Thomas pointed out that while the bill allowed officers to issue citations for certain crimes, arresting and jailing a suspect is still up to an officer’s discretion.
Thomas said several causes contribute to jail overcrowding. Locally, the court system is clogged with cases as dockets and indictments have increased dramatically during the past several years. That is true, even as crime rates in Kentucky have generally stayed the same or even fallen in some jurisdictions, including within Richmond city limits.
The county’s population has grown significantly since the 195-bed jail was built in 1990. The U.S. Census Bureau shows the county added 25,400 people in the past 20 years, an increase of nearly 50 percent from 1990's population of 57,508.
Plans for jail expansion
Currently, about 40 people are on the county’s home incarceration program, which was implemented this year, Thomas said.
“It’s saved the taxpayers some money, but it’s not the solution,” the jailer said.
Earlier this month, the fiscal court voted unanimously to inform the Kentucky Department of Corrections that the county is interested in building a 100-bed facility for Class D felons behind the current jail.

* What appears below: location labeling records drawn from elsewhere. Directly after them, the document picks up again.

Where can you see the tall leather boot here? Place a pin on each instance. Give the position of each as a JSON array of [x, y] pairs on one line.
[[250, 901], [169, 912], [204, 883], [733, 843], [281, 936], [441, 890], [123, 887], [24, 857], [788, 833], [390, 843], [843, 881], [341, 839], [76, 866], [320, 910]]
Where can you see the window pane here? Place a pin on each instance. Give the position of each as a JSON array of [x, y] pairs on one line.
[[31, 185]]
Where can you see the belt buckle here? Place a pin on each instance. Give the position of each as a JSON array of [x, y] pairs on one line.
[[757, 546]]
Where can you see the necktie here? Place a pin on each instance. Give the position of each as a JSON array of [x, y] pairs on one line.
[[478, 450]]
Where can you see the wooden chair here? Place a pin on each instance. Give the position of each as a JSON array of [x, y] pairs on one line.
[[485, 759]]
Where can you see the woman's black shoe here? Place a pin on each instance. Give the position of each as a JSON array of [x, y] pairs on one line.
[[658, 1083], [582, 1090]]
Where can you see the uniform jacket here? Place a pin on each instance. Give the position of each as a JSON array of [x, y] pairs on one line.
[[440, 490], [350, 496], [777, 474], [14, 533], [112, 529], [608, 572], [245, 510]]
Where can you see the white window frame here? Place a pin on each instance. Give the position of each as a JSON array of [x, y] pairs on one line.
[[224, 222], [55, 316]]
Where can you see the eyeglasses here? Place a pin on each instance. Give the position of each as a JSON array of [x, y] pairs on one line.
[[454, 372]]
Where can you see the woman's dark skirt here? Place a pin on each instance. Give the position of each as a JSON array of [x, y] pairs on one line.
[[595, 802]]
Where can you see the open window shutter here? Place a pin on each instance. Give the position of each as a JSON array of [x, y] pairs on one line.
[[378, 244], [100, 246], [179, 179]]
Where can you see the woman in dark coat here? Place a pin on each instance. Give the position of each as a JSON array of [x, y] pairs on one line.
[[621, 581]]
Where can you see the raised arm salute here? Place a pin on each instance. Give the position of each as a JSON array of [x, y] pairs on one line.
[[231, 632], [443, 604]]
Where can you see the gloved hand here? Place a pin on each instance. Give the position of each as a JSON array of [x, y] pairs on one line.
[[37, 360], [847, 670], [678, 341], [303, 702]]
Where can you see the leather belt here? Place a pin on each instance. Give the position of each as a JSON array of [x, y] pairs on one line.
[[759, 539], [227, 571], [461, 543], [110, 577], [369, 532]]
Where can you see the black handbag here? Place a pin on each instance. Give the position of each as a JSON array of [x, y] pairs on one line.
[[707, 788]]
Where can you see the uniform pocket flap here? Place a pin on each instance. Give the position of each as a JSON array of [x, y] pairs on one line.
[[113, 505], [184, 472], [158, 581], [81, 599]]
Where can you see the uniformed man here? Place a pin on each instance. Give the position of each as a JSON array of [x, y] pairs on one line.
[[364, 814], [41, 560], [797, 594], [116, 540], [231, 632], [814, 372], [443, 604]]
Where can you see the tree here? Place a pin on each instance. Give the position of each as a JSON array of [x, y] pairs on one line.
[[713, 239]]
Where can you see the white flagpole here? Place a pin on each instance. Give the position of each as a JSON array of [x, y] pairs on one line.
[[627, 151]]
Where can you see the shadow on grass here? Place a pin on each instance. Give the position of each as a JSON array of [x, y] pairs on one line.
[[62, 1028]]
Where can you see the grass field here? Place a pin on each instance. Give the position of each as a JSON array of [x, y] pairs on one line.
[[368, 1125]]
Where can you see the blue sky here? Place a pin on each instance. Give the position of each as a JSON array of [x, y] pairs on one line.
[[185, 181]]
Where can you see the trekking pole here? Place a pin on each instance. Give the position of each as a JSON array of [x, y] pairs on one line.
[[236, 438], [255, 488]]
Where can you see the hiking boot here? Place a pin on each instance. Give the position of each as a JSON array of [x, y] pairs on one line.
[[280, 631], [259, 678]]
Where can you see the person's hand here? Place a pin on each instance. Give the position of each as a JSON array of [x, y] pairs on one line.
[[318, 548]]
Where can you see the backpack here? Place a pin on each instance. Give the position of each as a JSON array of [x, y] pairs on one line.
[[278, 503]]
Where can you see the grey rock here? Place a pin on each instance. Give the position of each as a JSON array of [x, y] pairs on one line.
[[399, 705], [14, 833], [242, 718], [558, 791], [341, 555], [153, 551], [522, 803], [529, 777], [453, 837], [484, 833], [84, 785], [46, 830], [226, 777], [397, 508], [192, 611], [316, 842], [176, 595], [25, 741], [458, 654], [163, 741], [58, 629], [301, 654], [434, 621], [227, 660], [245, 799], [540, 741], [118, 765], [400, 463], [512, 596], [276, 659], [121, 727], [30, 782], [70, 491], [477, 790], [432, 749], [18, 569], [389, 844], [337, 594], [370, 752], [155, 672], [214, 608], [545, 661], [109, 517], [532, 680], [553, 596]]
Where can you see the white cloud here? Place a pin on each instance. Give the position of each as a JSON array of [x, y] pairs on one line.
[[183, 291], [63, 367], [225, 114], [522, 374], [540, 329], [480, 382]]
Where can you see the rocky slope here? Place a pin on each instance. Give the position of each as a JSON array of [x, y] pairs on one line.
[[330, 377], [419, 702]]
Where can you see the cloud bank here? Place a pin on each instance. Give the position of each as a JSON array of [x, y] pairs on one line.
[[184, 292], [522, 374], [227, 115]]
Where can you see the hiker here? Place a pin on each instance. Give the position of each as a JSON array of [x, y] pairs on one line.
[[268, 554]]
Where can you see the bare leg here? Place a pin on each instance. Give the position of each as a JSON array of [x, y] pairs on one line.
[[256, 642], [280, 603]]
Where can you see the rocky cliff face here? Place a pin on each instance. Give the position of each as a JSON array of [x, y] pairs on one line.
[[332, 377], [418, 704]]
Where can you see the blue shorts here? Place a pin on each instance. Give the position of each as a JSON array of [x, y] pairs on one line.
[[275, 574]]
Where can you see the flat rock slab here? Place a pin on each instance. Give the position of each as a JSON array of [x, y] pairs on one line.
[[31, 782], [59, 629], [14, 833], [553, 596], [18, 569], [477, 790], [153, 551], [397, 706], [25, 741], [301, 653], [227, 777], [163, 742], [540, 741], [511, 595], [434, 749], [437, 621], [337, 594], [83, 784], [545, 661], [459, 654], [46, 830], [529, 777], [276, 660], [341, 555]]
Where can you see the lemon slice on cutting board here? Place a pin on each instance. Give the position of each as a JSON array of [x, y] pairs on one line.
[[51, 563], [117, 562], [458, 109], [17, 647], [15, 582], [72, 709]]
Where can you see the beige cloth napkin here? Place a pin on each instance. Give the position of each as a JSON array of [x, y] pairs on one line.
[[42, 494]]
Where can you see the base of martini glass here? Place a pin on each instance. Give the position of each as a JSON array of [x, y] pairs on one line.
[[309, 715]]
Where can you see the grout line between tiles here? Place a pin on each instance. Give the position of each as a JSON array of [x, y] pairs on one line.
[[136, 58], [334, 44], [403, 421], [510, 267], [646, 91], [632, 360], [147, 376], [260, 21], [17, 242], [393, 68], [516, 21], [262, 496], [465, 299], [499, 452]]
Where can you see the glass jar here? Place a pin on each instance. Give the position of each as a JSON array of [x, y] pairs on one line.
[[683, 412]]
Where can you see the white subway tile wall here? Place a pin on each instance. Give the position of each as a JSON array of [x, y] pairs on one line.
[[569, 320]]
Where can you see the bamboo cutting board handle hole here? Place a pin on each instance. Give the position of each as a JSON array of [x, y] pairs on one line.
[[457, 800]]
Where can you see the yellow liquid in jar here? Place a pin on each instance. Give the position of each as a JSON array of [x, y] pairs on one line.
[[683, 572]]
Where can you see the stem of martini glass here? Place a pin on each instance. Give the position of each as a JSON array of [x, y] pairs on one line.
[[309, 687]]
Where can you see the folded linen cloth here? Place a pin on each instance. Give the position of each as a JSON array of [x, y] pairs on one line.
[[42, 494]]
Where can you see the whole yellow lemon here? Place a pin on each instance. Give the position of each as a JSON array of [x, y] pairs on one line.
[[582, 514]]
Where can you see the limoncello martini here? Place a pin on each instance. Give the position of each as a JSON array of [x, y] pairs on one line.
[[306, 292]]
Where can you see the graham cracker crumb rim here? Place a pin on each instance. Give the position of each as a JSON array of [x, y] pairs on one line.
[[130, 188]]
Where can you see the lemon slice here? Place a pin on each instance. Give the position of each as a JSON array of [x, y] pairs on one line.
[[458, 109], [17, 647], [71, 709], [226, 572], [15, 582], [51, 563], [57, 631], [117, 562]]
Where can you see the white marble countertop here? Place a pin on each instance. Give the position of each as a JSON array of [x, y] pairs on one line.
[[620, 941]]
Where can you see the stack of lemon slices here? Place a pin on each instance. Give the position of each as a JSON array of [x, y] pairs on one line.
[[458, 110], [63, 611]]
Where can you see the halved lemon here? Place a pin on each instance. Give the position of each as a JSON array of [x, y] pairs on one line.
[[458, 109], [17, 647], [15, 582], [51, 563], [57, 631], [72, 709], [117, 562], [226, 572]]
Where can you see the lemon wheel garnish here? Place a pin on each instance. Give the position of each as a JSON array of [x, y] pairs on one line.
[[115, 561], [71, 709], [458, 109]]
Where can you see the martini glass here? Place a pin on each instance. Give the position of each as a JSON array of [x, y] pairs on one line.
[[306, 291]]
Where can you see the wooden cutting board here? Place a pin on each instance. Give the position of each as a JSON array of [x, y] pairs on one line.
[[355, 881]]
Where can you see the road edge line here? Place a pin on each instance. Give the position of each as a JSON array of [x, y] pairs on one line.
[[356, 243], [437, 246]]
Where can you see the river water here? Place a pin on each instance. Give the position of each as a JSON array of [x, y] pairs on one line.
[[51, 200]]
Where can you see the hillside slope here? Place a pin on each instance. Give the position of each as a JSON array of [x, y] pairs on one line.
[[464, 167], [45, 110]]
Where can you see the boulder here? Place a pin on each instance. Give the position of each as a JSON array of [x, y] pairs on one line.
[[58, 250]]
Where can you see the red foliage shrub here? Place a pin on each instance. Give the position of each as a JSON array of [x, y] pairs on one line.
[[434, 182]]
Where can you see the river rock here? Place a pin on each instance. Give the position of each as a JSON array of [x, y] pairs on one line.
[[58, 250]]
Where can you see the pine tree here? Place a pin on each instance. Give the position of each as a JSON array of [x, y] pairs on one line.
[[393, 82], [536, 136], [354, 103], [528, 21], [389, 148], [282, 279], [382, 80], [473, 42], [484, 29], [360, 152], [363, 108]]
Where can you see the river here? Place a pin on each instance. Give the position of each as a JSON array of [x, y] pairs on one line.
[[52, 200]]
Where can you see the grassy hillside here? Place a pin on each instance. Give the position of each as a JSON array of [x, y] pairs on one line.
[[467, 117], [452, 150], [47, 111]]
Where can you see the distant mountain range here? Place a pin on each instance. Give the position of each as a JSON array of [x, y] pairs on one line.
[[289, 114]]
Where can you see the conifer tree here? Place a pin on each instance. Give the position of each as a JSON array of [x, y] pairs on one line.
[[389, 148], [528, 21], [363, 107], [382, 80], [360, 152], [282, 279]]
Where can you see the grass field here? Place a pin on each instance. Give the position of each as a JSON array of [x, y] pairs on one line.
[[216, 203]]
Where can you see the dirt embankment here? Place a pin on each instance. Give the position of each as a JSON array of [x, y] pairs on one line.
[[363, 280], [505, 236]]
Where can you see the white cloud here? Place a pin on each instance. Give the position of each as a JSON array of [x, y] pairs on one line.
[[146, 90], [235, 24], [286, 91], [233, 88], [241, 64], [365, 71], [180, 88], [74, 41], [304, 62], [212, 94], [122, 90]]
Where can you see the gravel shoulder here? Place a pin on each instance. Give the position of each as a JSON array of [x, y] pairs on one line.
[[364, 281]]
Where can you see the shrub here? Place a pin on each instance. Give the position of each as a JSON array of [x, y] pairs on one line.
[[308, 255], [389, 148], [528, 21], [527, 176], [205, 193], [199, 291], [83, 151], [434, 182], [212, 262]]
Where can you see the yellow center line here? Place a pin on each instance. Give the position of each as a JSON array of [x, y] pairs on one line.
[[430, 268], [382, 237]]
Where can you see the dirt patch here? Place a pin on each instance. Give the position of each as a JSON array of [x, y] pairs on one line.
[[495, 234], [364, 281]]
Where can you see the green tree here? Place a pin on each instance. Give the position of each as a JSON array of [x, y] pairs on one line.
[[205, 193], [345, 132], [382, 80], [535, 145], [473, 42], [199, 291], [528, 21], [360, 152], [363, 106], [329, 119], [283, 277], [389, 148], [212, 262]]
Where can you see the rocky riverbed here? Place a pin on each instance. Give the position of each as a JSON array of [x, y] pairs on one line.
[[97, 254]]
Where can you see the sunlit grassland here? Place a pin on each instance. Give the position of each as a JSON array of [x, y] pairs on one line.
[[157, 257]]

“We sent a message that we’re very interested about building this type of facility,” Clark said.
Once the state approves a permit for the expansion, the county will begin drawing up architectural plans and evaluating costs. The judge/executive said that by using the county’s own concrete and construction crews, costs could be reduced about 60 percent.
Clark said the expansion would roughly cost about $800,000 to $1 million, which would be funded out of the county budget and with bonds.
“I think it could pay for itself in about one and a half years,” Clark said.
Clark noted there are few jails in Kentucky that break even or make money. His goal is for the jail to bring in enough revenue to reduce its yearly general fund appropriation by $100,000 to $200,000.
Calling the proposed 100-bed jail expansion a “10-year fix,” Clark acknowledged that with the county’s population growth, both facilities could reach capacity, but at that point “we could afford to let the state take away some of their prisoners,” he said.
The county simply doesn’t have $12 million to $15 million to build a larger, regional jail, and finding a place in the county where the residents would be willing to have such a facility would be “impossible,” Clark said.
Ultimately, it’s a balancing act to abide by state regulations on jail population and living standards while also trying to generate income for the county’s general fund, he said.
“We’re doing everything we can to reduce the overcrowding,” Clark said. “But we can’t just put these drug dealers and thugs back out on the street.”